Nigeria Refugees Miliband
Members of a hunters’ guild passing through a suburb of Yola. Photo/Sunday Alamba)

Economic Activities                                                                                                                          The city is richly endowed with fertile ground for grazing and cultivation of food crops such as rice, guinea corn, beans groundnuts, millet, etc. It is strategically located on trade routes to Maiduguri to the north, Jalingo to the west and neigbhoring Cameroon ro the east.Yola is also a trading centre that attracts goods and merchants from the neighboring communities as well as far-flung places such as  north, central Africa and Western Sudan. Consequently, it’s a melting pot of cultures including the Fulani, Hausa, Kanuri, Arab, European, Igbo, Yoruba and the indigenous Chamba, Jukun and Mumuye among several others.

From the colonial times, Yola has played very prominent role in the political evaluation of Nigeria. It was an important seat of politics in the 1950’s during the struggle for Nigeria’s independence from colonial rule. The town has been very active in the various elections in the country from the first republic to the present time. It has also produced notable political figures among when were the late Alhaji Mohammed Ribadu and Atiku Abubakar, who have played different roles in Nigeria’s chequered political history.
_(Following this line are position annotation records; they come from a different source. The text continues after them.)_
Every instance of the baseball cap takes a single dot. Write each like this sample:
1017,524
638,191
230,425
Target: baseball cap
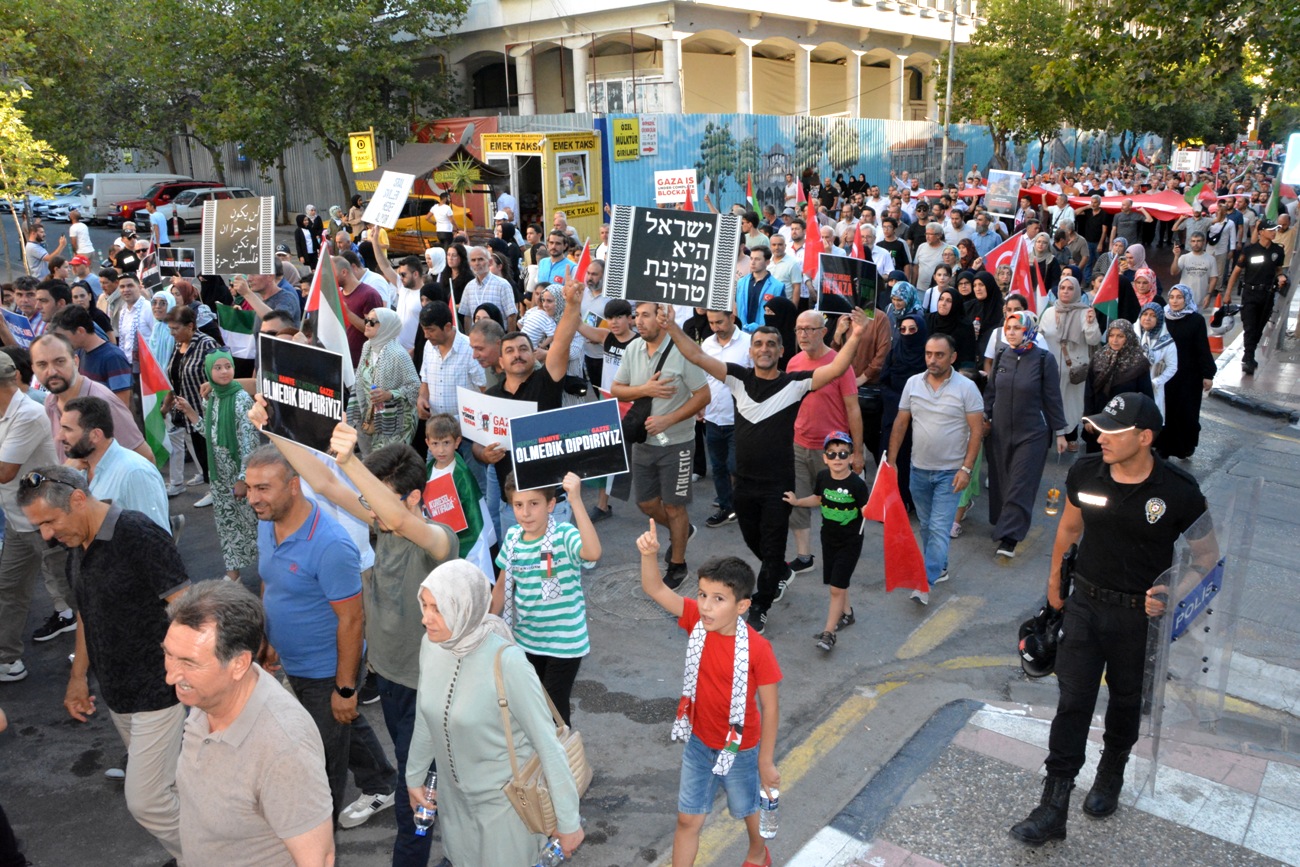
1127,411
837,436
Yola is made up of many ethnic groups such as, the Mumuye, Fulani, Hausa, Higgi Bwatiye, Chamba and Marghi. They are joined by other ethnic groups from different parts of the country who live there to pursue their different occupations. Though the people have their distinct languages and dialects, the Hausa is the common language of the different groups.  English, Nigeria’s official language, is also widely spoken in the area.

Yola is an important transortation centre for vehicles going north to Mubi and Mauduguri. Westwards, it yields access to the town of Numan and the cities of Gombe, Bauchi and Jalingo. To the south there’s road access to Makurdi, Katsina-Ala and Wukari. It is also a staging post for travels across the border to neighbouring Cameroon via Maroua. The city’s airport has daily flights to the capital, Abuja, and the commercial capital of Lagos.
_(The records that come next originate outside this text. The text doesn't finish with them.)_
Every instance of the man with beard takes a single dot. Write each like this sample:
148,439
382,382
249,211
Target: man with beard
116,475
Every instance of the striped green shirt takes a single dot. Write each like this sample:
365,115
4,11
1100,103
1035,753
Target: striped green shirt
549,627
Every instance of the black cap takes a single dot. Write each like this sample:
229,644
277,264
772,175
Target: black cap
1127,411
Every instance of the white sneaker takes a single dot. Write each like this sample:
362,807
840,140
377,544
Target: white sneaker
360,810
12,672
Yola has gained fame in the past decade as a growing centre for tertiary education being the location of American University of Nigeria, the Federal University of Technology (now the Modibo Adama University) and the Adamawa State Polytechnic.

Tourist Attractions                                                                                                                        Yola has a rich diversity of cultures that are often manifested through numerous festivals. Some of the best known  are the annual Njuwa fishing festival held in Yola around March, the Yinagu fishing festival held in the Michika district around April, the Farai (vonon) wrestling festival held in the Numan district also in April, the Killashe harvest festival held in Ganye district by the Chamba people and the Simitereme harvest festival held among the Longuda.
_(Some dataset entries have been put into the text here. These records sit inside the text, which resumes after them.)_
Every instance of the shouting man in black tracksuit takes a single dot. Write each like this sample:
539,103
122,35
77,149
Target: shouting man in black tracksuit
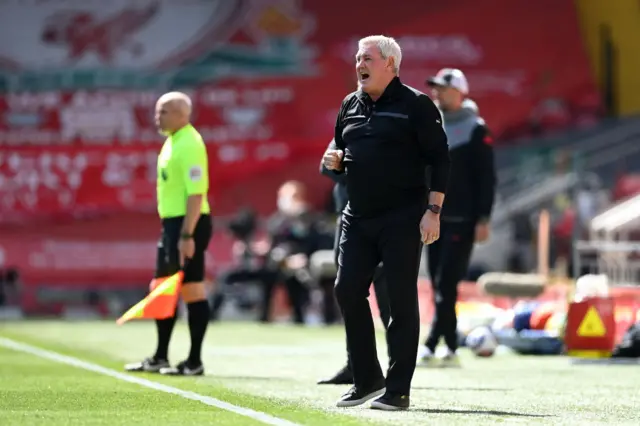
387,134
465,216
Other places of interest include the Lamido’s Palace (the seat of the Emir of Adamawa) in Yola,the grave of Moddibo Adamawa, the founder of Adamawa, the Dimlang Peak on the Nigerian border with Camerom.

Yola is also a centre for the production of traditional arts and crafts which are available for purchase by tourists. These include decorated calabashes, leather products such as sandals, bags and puffs, as well as woven cloth, beads and woodworks.

Perhaps, most important of all, Yola is the gateway to some of the most amazing natural and cultural wonders. These include the Gashaka Gumpti Nature Reserve, the various peaks of the Mandara Mountains and Shebshi Mountains as well as the Sukur world heritage site.

In the nearby Song district, there is the Three Sisters Hills, which is a spectacular formation of three rock outcrops that is very popular with visitors.